Enter Arize AI. Arize’s singular mission is to help models succeed in live environments by offering a tool that tracks model deployment down to the business-metric impact. Think New Relic or Datadog for ML. The platform is built for the ML engineers who put models into production and are responsible for debugging them if something goes wrong. With the Arize dashboard, they can monitor the predictions of ML models, diagnose and debug any issues without going back to square one, and explain what the models are trying to do.
Arize is led by CEO Jason Lopetecki and CPO Aparna Dhinakaran. I couldn’t wish for a better pair of cofounders to tackle the observability problem. Both hold EECS degrees from Berkeley. Both have deep experience building out and deploying thousands of AI models—Jason at TubeMogul, where he was a founding executive and built the company’s AI performance management system; and Aparna who led the development of critical components of Uber’s machine learning platform.

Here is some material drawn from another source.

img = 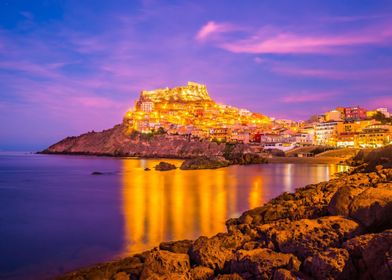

Both Aparna and Jason were also frustrated with having to amend and account for AI/ML problems at their companies, and were independently working to solve many of the same observability problems in deployed AI/ML. They joined forces when they realized they shared the conviction that the answer to the problems plaguing businesses using ML is a vertical solution: namely, software that can watch, troubleshoot, provide guardrails, and give insight back to the team on AI performance in the business. Or, as Jason wrote in Arize’s launch blog post, “We have a simple proposition in a complex industry. We are focused on one vertical, helping companies with their production ML and [doing] it immensely well.”
Speaking of shared adventures that lead to happy friendships, I’ve known Jason since 2010, when I invested in TubeMogul, a video-advertising software company, which he cofounded with Brett Wilson. Jason and I worked closely as he led strategy and innovation at TubeMogul. He, Brett, and their team built the company into a booming business, which went public, and, later on, was acquired by Adobe. It was at TubeMogul where I also first crossed paths with Aparna, during her stint at the company working on fraud detection and mitigation. So, I’m on a first-name basis with both their impressive technical prowess and their deep commitment to helping companies stand up ML models in the real world. The most gratifying, albeit rare, moments for investors like myself is to see someone succeed a second time; when Jason and Aparna came to me with their idea for a startup to make ML predictions explainable, actionable, and integrated with business metrics, I knew they would take me to my happy place.
The sweet spot for venture investors is backing a startup that combines a strong pre-existing relationship with the founders and a deeply held investment thesis. So I could not be more thrilled to be leading Arize’s first round of funding. Jason and Aparna are the real deal. They are building an essential component of the automated enterprise, which we here at Foundation Capital have been sketching out, speaking on, and investing in for a decade. Arize empowers companies with explainable analysis to fix models or upstream engineering issues; it will enable them to catch problems before customers see them, and give data scientists time back. Arize is the missing piece to making ML usable at scale in large businesses. So, when it comes to production AI, enterprises can keep hoping for the best as their strategy—or they can Arize.